Bob Goff shares stories from his life that have helped him understand what it truly means to love everybody the way Jesus loved them...without fear, insecurity, or restriction. Following Christ means more than just putting a toe in the water when it comes to loving others. It means grabbing your knees and doing a cannonball! And, as Jesus revealed, it means loving even the difficult ones.
When you get caught up in a life of following Jesus, the old categories of "good guys" and "bad guys" stop working for you. You realize that not only does everybody have a story, but also that God wants us to love them too: no matter what. Yes, this can be kind of scary, but that's why we learn people's stories. It makes the creepy people God wants us to love a lot less scary and frees us to actually reach out them right where they are.
Shame occurs when, because you've been hurt by others in the past, you armor-up, vowing, "That's never going to happen to me again!" As a result, shame produces fear, suspicion, and isolation. When it comes to loving the people in your orbit that you might find a "little creepy," instead of judging them, consider where they've come from and what they've been through. You just might be in a position to catch people on the bounce.

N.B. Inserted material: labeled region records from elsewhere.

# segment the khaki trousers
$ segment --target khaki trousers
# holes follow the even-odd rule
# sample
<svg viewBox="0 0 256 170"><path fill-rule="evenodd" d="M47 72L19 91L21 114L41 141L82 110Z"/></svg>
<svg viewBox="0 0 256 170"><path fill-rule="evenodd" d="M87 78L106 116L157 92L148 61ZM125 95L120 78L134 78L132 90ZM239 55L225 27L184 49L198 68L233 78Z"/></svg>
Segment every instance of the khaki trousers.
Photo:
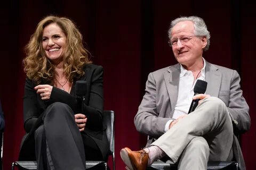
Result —
<svg viewBox="0 0 256 170"><path fill-rule="evenodd" d="M232 123L225 104L210 97L151 145L163 150L170 163L178 163L179 169L206 169L209 160L232 159L233 141Z"/></svg>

One of the things that gets in the way of us connecting with God is our self-sufficiency. Even if we follow all the rules, we can still miss God if we're doing it all by our own strength. We are most open to God when we are needy, busted, and broken. God can't lavish his grace on us if we don't think we have any needs.
Whatever you fill your bucket with, that's what you'll become. Fill it with arguments, and you'll become a lawyer. Fill it with love, and you'll become love. You can fill your bucket with all sorts of stuff that will help you love others, or you can fill it with all sorts of negative stuff that will get in your way.
There's a difference between learning about how to do something and actually taking a step to do it. Plan how you are going to love everybody, always. This includes your friends, family, and acquaintances, but it also includes the difficult people you don't normally get along with, who might be called your "enemies."